Kinshasa, le 9 décembre 2025 Face à la recrudescence des attaques venues du territoire rwandais dans la province du Sud-Kivu, la Première Ministre, Judith Suminwa Tuluka, a réuni ce mardi à la Primature les membres du Gouvernement impliqués dans les Accords de Washington, ainsi que les Vice-premiers ministres de l’Intérieur et de la Défense nationale.
Objectif : activer immédiatement la réponse d’urgence et assurer l’application rigoureuse des engagements pris par la République démocratique du Congo.
Cette réunion intervient dans un contexte de forte tension sécuritaire, alors que le Rwanda multiplie les violations quelques jours à peine après avoir signé les Accords de Washington, remettant en question l’autorité du médiateur américain et la crédibilité du processus engagé. Depuis la capitale américaine, le Président Félix Tshisekedi avait insisté sur la mise en œuvre « avec sérieux, rigueur et le souci constant de la paix, de la sécurité des populations et de l’intégrité du territoire ».
Une coordination resserrée face aux violations répétées du Rwanda
La Première Ministre a rappelé l’exigence d’un alignement total de l’action gouvernementale sur la vision présidentielle.
Face à des bombardements ayant récemment touché des zones civiles dans l’axe Kamanyola–Uvira, elle a insisté sur l’urgence d’une réponse cohérente et structurée.
Les rapports du CICR et des organisations humanitaires, examinés durant la séance, décrivent une situation « particulièrement préoccupante », marquée par de nouvelles victimes civiles.
Le Porte-parole du Gouvernement, Patrick Muyaya, a détaillé la gravité de la situation :
« Nous suivons de près la situation dans l’axe Kamanyola-Uvira.
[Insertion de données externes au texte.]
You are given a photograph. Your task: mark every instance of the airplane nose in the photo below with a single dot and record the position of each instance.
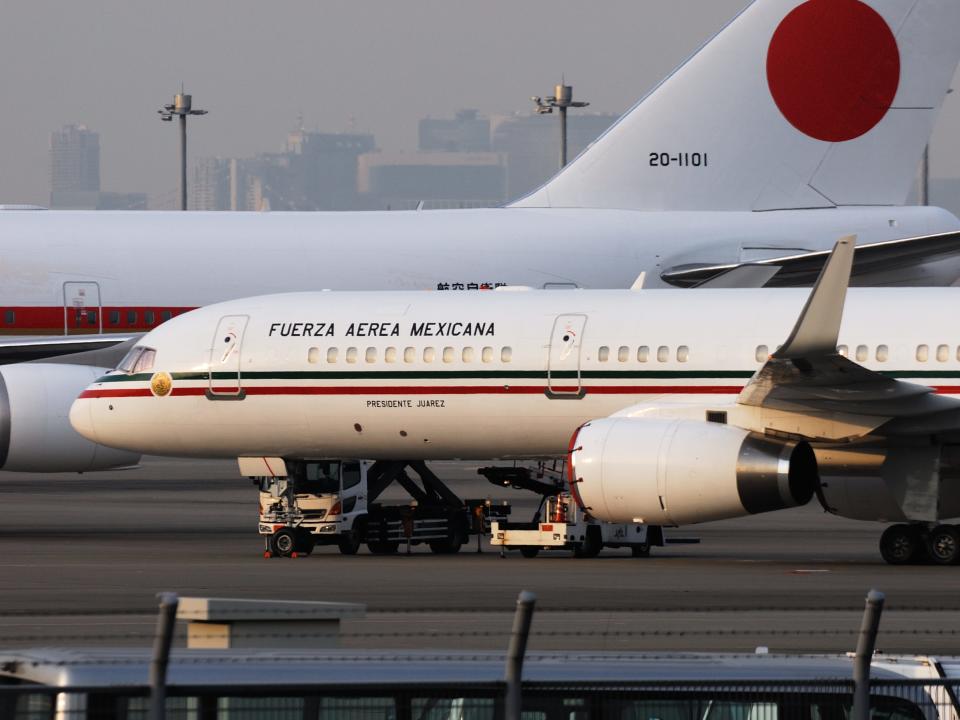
(81, 418)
Des bombes parties de Bugarama au Rwanda ont frappé des cibles, notamment civiles. La réunion de ce matin visait, à partir des rapports humanitaires, à déterminer comment répondre efficacement à cette escalade. »
Ses déclarations soulignent non seulement l’impact direct des attaques sur les populations, mais aussi la nécessité d’une réponse rapide, articulée et conforme aux engagements internationaux.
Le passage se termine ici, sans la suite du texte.